Beware the hash reset attack
There are a variety of message digest algorithms out there,
MD5 being a particularly popular one.
These generate a "message digest" (essentially, a hash)
so you can detect whether
somebody has tampered with a file,
the theory being that it's hard to tamper with a file without
changing its hash.
But make sure you record the file size as well as the digest.
Not that collisions are necessarily easy to create by mistake.
(I've heard a rumor that the deployment team has seen an MD5 collision,
but it's just a rumor. I have no evidence. Heck, maybe what really
happened was that somebody
on the deployment got their MR2 into a car accident...)
Anyway, the possibility of a "reset attack" makes collisions
trivial to create.
Hash generators typically operate on a stream.
The hash engine maintains some state.
The file to be hashed is broken up into chunks, and each chunk
is combined with the engine's state variables in some complex way.
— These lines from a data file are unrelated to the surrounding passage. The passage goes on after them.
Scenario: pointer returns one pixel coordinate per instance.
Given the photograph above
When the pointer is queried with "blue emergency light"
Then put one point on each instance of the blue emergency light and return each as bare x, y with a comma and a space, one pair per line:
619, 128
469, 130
When you have passed all the data through the engine, you push a
button on the engine and out pops the hash value (which is typically
a copy of the state variables, or possibly a subset of them).
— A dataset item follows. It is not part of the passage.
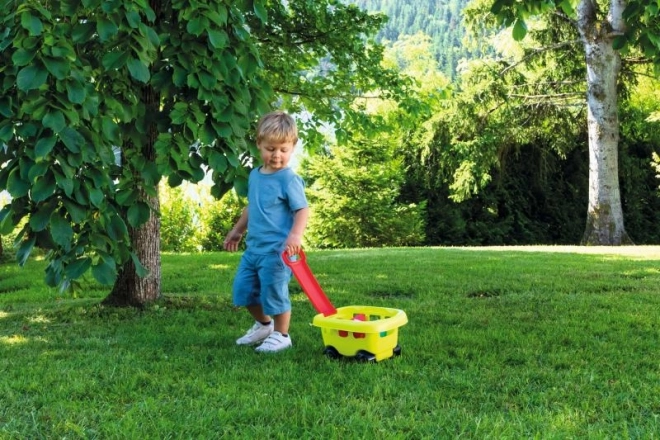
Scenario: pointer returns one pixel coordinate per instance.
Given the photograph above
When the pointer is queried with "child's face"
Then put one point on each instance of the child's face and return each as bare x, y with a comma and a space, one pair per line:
275, 155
Now suppose somebody came up with a way of "resetting" the engine;
that is, returning it to the initial state.
Here's how they can
make any document match your digest:
First, create an alternate message and send it through the hash engine.
Next, generate the bytes necessary to "reset" the engine.
Finally, append the original message.
In other words, the fake file looks like this:
[alternate message][garbage][original message]
where "garbage" is the reset.
This fake file has the same hash as the original message, since
the "garbage" resets the hash engine to the initial state,
at which point the replay of the original message regenerates the
hash.
Result: A file with the same hash as the original, but with
different content!
In a proper attack, of course, the "alternate message" would be
crafted so the garbage and original mesage would be ignored.
You might end it with a marker that means
"Ignore everything after this point."
(For HTML, you can just say <NOFRAMES> and everything after
that point will be largely ignored by all modern browsers.)
Many other file types
encode the expected file length in the header,
in which case you can append whatever garbage you want without
having any effect.
But if you also store the file size with the hash,
then the reset attack fails, because a reset attack always
generates a file bigger than the original.
To create a collision, they would have to create a shorter
alternate message than the original, and then fiddle with the
extra bytes to get the desired target hash to come out.
This is significantly harder than just resetting.
(I'm not aware of anybody who has successfully
been able to reset MD5, mind you.
This is a protective measure: If somebody figures out how
to reset MD5, a small bit of work on your side will prevent
you from falling victim.)